Working this vein of music, Cashdollar knows the Rochester sacred steel stars, The Campbell Brothers. “I hung out with them, jammed with them, just an amazing time,” she says. “Such a sweet man,” she says of Darick Campbell in particular. “Darick was supposed to be on this album.”
But he passed away last year. “You talk and you talk about doing something,” she says. “And you don’t do it, that’s what happens. Perfect example.”
It can all end so quickly. Perhaps for Cashdollar as well. She was in a serious car accident in 2017.
“Everybody thinks I fell asleep late at night,” she says. “I had so many nasty posts on Facebook. ‘Why didn’t you pull over, you could have killed someone.’ ‘You shouldn’t drive at night.’”
“They didn’t know…”
They didn’t know that the accident happened at 1:30 in the afternoon. After a three-week tour, and the last-minute arrangements for her wedding a month earlier. Cashdollar was thinking about how much fun the last few weeks had been, and how tired she was.
“I was driving home from an appointment on a two-lane road and I still don’t know to this day if my tire blew out or I fell asleep,” she says.
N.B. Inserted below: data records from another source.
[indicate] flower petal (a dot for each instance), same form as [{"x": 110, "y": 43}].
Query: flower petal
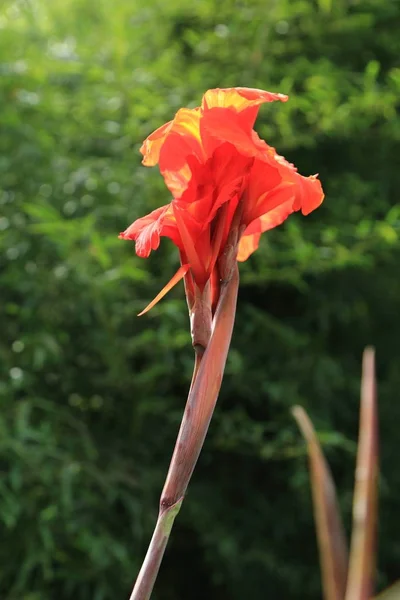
[
  {"x": 247, "y": 245},
  {"x": 238, "y": 98},
  {"x": 181, "y": 272},
  {"x": 184, "y": 129}
]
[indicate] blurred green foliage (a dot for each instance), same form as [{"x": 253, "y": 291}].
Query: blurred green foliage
[{"x": 91, "y": 396}]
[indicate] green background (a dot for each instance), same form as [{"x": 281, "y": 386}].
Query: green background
[{"x": 91, "y": 395}]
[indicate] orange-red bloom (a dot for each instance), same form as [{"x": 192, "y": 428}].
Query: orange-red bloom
[{"x": 216, "y": 167}]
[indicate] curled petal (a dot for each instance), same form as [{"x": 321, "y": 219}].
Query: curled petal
[
  {"x": 247, "y": 245},
  {"x": 181, "y": 272},
  {"x": 152, "y": 145},
  {"x": 238, "y": 98},
  {"x": 185, "y": 131}
]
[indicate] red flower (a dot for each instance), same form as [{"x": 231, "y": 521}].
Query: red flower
[{"x": 216, "y": 167}]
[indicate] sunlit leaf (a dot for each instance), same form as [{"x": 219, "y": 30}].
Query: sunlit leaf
[{"x": 330, "y": 532}]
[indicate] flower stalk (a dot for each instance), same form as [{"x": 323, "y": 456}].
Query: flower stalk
[{"x": 199, "y": 408}]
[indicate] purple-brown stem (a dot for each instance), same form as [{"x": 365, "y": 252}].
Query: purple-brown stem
[{"x": 203, "y": 394}]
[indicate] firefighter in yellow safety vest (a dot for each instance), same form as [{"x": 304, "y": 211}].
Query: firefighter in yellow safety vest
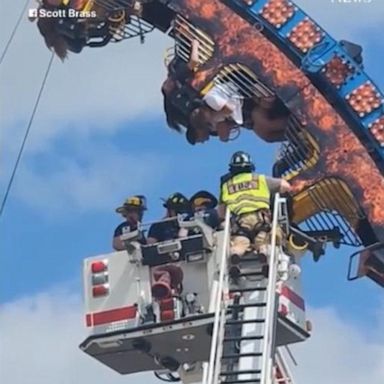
[{"x": 247, "y": 195}]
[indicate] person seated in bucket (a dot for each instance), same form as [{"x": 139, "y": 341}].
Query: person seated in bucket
[{"x": 132, "y": 210}]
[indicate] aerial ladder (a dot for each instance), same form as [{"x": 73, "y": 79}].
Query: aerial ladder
[{"x": 243, "y": 346}]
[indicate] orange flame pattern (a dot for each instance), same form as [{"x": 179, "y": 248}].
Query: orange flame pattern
[
  {"x": 342, "y": 154},
  {"x": 278, "y": 12},
  {"x": 337, "y": 70},
  {"x": 377, "y": 130}
]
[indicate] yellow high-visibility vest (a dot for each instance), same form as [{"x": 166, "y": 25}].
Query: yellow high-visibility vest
[{"x": 245, "y": 193}]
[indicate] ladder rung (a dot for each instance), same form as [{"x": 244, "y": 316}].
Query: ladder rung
[
  {"x": 239, "y": 355},
  {"x": 250, "y": 381},
  {"x": 233, "y": 373},
  {"x": 254, "y": 273},
  {"x": 243, "y": 338},
  {"x": 241, "y": 306},
  {"x": 234, "y": 290},
  {"x": 231, "y": 322}
]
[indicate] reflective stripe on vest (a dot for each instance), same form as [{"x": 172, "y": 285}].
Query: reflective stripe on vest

Asleep at the Wheel is a great band, but not a great driving strategy.
“I crossed over the incoming lane and I was very lucky there was no traffic coming, I guess it’s a super-busy road,” Cashdollar says. “And I think I hit a guardrail, and kind of traveled along for a while and slipped over the guardrail and landed back on the road, facing in a different direction.
“So I was very lucky that all I got was a compression fracture and tore my shoulder up a little bit. Really lucky, because the car was completely totaled.”
The accident took a big chunk of time out of recording “Waltz For Abilene.” Cashdollar wonders: Perhaps this was a sign to slow down?
“There’s always that one time,” she says, “when you fall asleep at 1:30 in the afternoon.”